Sullo stesso filone di confronto e amicizia, Franco Fortini sviluppò il rapporto con il poeta Vittorio Sereni, col quale condivideva le vacanze a Bocca di Magra. Fortini aveva una casa in alto, sulla strada che da Ameglia conduce a Montemarcello, da cui osservava a distanza le mosse dell’amico Sereni, disteso sul fiume Magra, scambiandosi corrispondenze dal tabaccaio, che fungeva da postino nostrano, incurante del ruolo di intermediario di uno degli epistolari più corposi e consistenti del secondo Novecento.

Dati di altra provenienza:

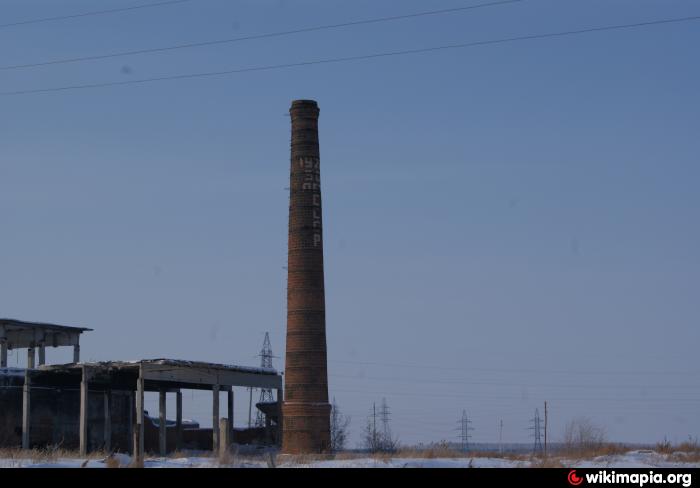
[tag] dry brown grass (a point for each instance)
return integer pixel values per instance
(590, 452)
(47, 454)
(546, 462)
(685, 452)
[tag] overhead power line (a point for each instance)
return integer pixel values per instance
(516, 370)
(253, 37)
(92, 13)
(350, 58)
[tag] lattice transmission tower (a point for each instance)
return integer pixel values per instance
(537, 427)
(265, 393)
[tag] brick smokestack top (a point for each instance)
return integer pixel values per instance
(306, 411)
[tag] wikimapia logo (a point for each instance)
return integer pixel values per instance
(638, 479)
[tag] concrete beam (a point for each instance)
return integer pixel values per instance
(162, 426)
(216, 435)
(26, 409)
(210, 376)
(84, 412)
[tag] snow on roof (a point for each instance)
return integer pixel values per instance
(164, 362)
(12, 371)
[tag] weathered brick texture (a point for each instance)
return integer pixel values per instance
(306, 411)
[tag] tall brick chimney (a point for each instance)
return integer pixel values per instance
(306, 411)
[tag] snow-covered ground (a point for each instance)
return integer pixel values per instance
(632, 459)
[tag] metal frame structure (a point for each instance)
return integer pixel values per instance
(153, 375)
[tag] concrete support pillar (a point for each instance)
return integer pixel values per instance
(108, 420)
(132, 420)
(140, 417)
(26, 409)
(3, 347)
(280, 420)
(250, 409)
(31, 358)
(42, 354)
(215, 419)
(225, 439)
(3, 353)
(162, 424)
(178, 420)
(229, 403)
(84, 412)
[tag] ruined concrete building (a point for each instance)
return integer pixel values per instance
(100, 405)
(306, 411)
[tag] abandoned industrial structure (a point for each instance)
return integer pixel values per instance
(306, 409)
(100, 405)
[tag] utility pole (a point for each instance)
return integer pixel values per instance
(545, 428)
(537, 431)
(464, 431)
(250, 408)
(500, 438)
(374, 425)
(265, 393)
(384, 415)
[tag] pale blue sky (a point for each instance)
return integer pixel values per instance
(518, 219)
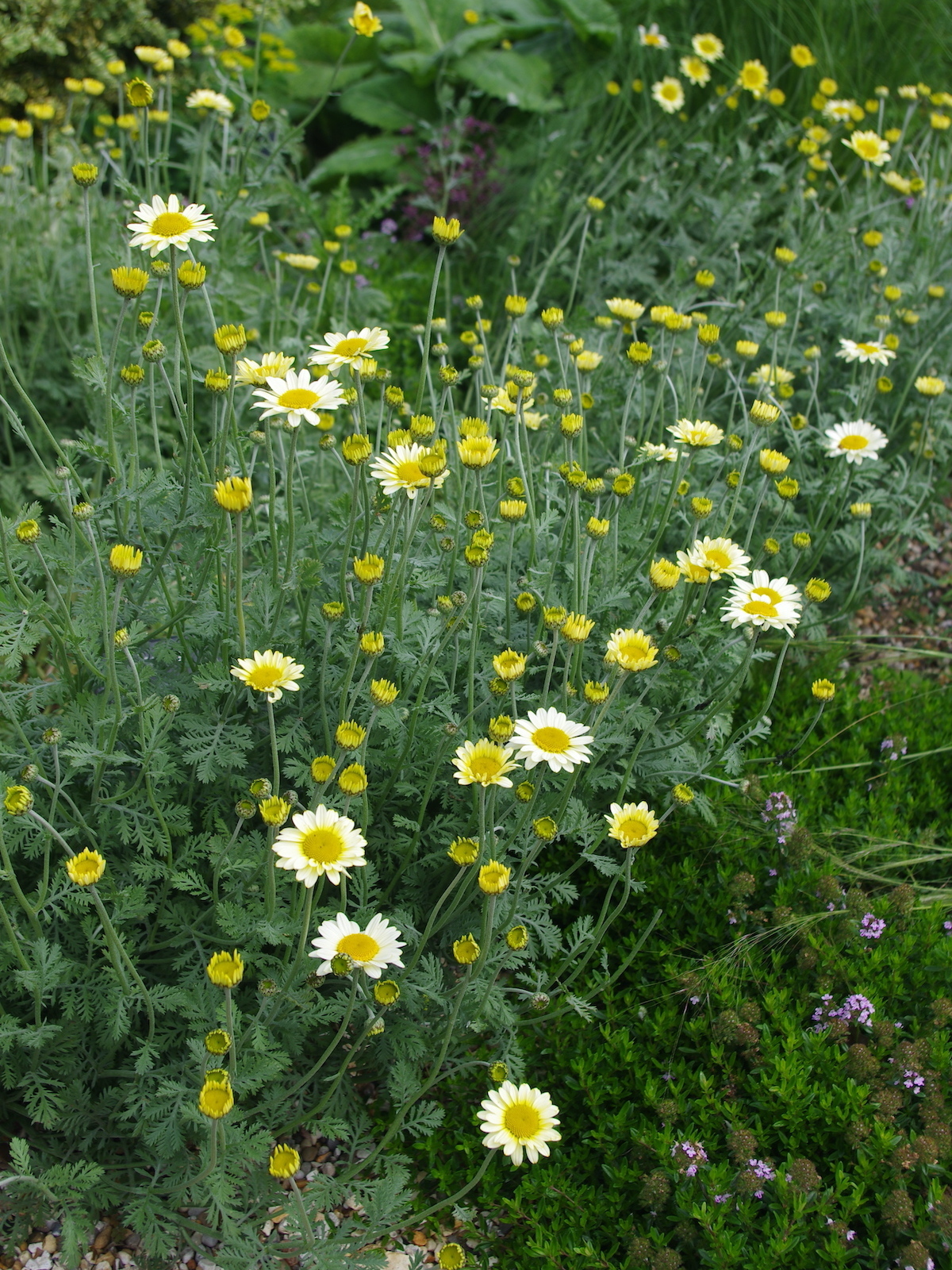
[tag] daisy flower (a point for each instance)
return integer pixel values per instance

Il loro dialogo era iniziato negli Anni Trenta con incontri, lettere e critiche, ma soprattutto con rimandi poetici nei versi dell’uno e dell’altro. E non si interrompeva neppure nelle estati spezzine su argomenti impegnativi, non chiacchiere da spiaggia. «Certo, intorno agli anni Cinquanta capitava di parlare e di discutere anche molto, a volte di litigare, su argomenti dai quali, anche in vacanza, è difficile distogliersi. Figurarsi allora, nel pieno della guerra fredda, in un’Italia che già allora vedeva formarsi una spaccatura» ha scritto Sereni. I luoghi citati nel loro dialogo poetico sono veri punti geografici dell’emotività, meridiani del pathos, longitudini di passioni con accenni di drammaticità, non sul piano personale, ma su quelle idee, delle modalità di espressione, del ruolo della cultura, del modo di intendere l’evoluzione della lirismo poetico. Punti di vista che rappresentano tappe fondamentali per la poesia italiana.

Tra loro si accentuarono le diversità politiche negli Anni Cinquanta. In particolare a Fortini non andò giù di essere accostato alla schiera dei «parlanti parlanti / e ancora parlanti sull’onda della libertà». Cosa li separò progressivamente? Il discorso sulla militanza, voluta da Fortini, rifiutata da Sereni, il tema della speranza del cambiamento che vedeva impegnato il primo, estraneo il secondo. In una poesia fortiniana compare il sintagma “esile mito” per definire Sereni.

Quando nel 1983 Sereni morì, l’amico Fortini gli dedicò il testo Leggendo una poesia in cui la malinconia dell’addio supera ogni senso d’appartenenza: «Avrò parlato quel mattino/ come l’idiota che so essere. Qualche bava/ gaia avrò avuta alle labbra. Qualche sussidio/ per la mia giornata fino a notte./ Per arrivare a passi torti fino a notte./ Incredulo Sereni mi guardava/ offeso no ma stupefatto. Era seduto/ al suo tavolo e negli occhi sanguinosi/ gli duravano le grandi costruzioni della propria morte».

Lui restò abbarbicato su quel cassero di visioni verticali, tra fiume e mare, montagna e acqua, accompagnato dai rumori del bosco, ma anche da quelli della modernità, vincolato ad un paesaggio che lui sperava restasse eterno, ma non fu così. E se i suoi occhi erano puntati verso la foce del Magra, che nei giorni di piena paragonava al Yangtze, con gli amici più stretti qui elaborò quello “sguardo trasversale” che attraversa le sue molteplici figure, da poeta a insegnante, da critico letterario a editorialista, fustigatore del conformismo della sinistra, intellettuale scomodo ma soprattutto educatore, “frate, non prete”, severo al punto giusto, interessato più all’ossimoro che alla sintesi, maestro di quella generazione che scoprì l’impegno politico e civile.